Diese Grundsätze sind auf das Prüfungs- und Feststellungsverfahren der Insolvenzordnung bzw. gemäß § 201 Abs. 2 InsO auf den Auszug aus der Insolvenztabelle als Vollstreckungstitel zu übertragen. Sie führen dazu, dass auch auf Grundlage dieses speziellen Titels eine privilegierte Zwangsvollstreckung im Sinne der §§ 850d Abs. 1, 850f Abs. 2 ZPO nicht möglich ist (so überzeugend: AG Aurich, Beschluss vom 03.12.2015, Az.: 9 IN 145/15, NZI 2016, 143; Ahrens, NZI 2016, 121, 122; Prütting/Gehrlein, ZPO, § 850f Rn 46;  a.A. LG Düsseldorf,Beschluss vom 25.07.2008, Az.: 25 T 512/08, ZInsO 2009, 1542; Smid in, MüKo-InsO, 5. Aufl., § 850 f Rz. 18; LG Heilbronn, Beschluss vom 22.09.2004, Az.: 1 T 291/04, InVo 2005, 197).

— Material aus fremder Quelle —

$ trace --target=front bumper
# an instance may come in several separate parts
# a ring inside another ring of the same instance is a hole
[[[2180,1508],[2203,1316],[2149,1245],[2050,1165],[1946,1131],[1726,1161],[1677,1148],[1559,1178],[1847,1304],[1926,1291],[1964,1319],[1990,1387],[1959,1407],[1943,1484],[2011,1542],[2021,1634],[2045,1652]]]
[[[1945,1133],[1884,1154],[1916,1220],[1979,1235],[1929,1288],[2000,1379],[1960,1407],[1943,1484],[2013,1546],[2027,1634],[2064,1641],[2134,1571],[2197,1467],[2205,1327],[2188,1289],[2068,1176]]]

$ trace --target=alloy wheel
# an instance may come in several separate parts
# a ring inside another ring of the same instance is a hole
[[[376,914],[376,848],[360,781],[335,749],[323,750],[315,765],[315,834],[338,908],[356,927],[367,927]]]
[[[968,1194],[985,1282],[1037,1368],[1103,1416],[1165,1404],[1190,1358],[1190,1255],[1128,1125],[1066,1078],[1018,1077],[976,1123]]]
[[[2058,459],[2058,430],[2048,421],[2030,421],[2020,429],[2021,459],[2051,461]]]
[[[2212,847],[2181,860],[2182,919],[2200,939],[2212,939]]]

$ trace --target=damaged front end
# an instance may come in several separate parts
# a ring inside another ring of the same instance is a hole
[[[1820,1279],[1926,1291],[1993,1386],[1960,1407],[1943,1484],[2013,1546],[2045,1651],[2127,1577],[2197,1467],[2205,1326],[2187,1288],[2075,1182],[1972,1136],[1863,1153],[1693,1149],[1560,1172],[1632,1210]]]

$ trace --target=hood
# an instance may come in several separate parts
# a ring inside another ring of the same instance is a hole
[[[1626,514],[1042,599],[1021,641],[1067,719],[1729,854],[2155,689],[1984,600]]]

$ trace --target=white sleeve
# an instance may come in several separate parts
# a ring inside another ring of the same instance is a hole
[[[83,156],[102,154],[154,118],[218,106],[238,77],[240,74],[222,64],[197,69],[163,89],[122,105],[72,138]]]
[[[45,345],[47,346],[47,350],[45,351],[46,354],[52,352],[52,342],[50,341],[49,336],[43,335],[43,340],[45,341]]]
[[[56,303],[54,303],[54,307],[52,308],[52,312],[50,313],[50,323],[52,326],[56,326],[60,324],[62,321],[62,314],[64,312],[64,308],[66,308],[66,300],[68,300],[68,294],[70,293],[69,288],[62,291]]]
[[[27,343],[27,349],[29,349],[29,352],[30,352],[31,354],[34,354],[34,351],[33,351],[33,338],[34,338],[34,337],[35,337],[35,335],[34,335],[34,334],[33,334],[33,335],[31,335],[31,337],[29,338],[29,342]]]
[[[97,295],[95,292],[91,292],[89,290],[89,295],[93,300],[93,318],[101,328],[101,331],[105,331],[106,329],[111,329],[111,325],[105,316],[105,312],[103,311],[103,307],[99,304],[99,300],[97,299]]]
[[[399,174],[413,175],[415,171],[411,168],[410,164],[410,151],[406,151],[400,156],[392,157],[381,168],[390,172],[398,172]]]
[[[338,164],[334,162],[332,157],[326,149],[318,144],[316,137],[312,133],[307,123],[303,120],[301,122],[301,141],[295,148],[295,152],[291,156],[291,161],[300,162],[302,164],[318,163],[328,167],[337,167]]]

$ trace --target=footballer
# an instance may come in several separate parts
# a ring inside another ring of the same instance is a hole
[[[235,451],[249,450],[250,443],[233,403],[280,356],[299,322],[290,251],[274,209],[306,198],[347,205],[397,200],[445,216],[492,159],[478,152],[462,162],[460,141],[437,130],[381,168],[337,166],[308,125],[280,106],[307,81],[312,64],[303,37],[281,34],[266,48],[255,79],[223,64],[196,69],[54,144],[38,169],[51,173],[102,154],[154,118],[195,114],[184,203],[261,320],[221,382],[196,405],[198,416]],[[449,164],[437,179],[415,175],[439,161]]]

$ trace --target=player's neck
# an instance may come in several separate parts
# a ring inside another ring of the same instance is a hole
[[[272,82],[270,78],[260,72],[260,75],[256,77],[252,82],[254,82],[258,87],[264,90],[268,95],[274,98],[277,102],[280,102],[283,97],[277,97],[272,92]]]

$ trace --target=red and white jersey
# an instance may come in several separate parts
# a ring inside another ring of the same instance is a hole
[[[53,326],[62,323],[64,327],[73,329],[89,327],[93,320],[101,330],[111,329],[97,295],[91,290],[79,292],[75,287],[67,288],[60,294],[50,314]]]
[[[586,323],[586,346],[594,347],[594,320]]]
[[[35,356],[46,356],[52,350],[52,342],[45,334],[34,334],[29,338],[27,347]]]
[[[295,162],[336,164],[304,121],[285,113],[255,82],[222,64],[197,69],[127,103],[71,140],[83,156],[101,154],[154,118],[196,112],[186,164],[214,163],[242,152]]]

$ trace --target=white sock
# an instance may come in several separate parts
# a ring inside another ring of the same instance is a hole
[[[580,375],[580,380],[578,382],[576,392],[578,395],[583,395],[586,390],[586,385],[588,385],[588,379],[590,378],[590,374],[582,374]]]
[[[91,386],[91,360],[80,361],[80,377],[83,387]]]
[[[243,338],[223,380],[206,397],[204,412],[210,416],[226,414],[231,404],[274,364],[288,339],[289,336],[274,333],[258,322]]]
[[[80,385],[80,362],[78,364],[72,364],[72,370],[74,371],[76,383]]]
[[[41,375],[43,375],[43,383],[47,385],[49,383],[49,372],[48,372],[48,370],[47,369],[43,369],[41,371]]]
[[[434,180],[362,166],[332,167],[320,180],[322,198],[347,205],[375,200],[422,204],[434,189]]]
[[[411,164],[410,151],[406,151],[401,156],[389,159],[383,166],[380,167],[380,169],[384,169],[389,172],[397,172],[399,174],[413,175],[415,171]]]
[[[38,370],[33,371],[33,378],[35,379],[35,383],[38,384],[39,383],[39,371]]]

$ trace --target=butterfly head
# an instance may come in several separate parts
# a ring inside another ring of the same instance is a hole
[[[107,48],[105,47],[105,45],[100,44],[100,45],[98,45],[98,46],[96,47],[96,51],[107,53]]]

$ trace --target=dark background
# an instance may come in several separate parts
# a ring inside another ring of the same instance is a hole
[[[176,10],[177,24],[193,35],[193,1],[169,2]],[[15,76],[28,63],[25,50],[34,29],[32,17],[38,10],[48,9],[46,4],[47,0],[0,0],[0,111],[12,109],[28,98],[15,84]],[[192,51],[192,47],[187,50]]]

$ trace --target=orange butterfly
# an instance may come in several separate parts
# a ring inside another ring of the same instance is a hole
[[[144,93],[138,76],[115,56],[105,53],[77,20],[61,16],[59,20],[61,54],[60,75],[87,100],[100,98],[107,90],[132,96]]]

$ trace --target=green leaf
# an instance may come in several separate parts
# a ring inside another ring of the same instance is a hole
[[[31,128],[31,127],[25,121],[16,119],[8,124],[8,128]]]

Dies folgt insbesondere daraus, dass es auch im Verfahren der §§ 174 ff. InsO nicht zu einer Schlüssigkeitsprüfung durch das Insolvenzgericht hinsichtlich der von den Gläubigern angemeldeten Ansprüche kommt. Die insolvenzrechtlichen Prüfungskompetenzen sind im Anmeldeverfahren nur beschränkt. Das Insolvenzgericht entscheidet nicht durch den Richter in Ansehung der angemeldeten Ansprüche, sondern übt -wie erwähnt- nur eine beurkundende Tätigkeit aus. Für die Anmeldung einer vorsätzlich begangenen unerlaubten Handlung bedarf es daher auch keiner schlüssigen Darlegung des Delikttatbestandes. Erforderlich ist nach der Rechtsprechung des Bundesgerichtshofes nur, dass der Rechtsgrund der vorsätzlich begangenen unerlaubten Handlung in der Anmeldung so beschrieben wird, dass der aus ihm hergeleitete Anspruch in tatsächlicher Hinsicht zweifelsfrei bestimmt ist und der Schuldner erkennen kann, welches Verhalten ihm vorgeworfen wird (BGH, Beschluss vom 09.01.2014, Az.: IX ZR 103/13, NJW-RR 2014, 432). Folgerichtig muss der Gläubiger die Privilegierung eines Anspruchs im Wege der ergänzenden Feststellungklage jeweils vor dem zuständigen Prozessgericht titulieren lassen.

Damit war die Erinnerung im Ergebnis als unbegründet zurückzuweisen. Die Erinnerungsführerin ist hinsichtlich der von ihr begehrten Feststellung ihres Anspruchs aus Anlass einer vorsätzlich begangenen unerlaubten Handlung auf die allgemeine Feststellungklage gemäß § 256 ZPO zu verweisen.

Die Kostenentscheidung beruht auf einer entsprechenden Anwendung des § 97 Abs. 1 ZPO i.V.m. § 11 Abs. 4 RpflG.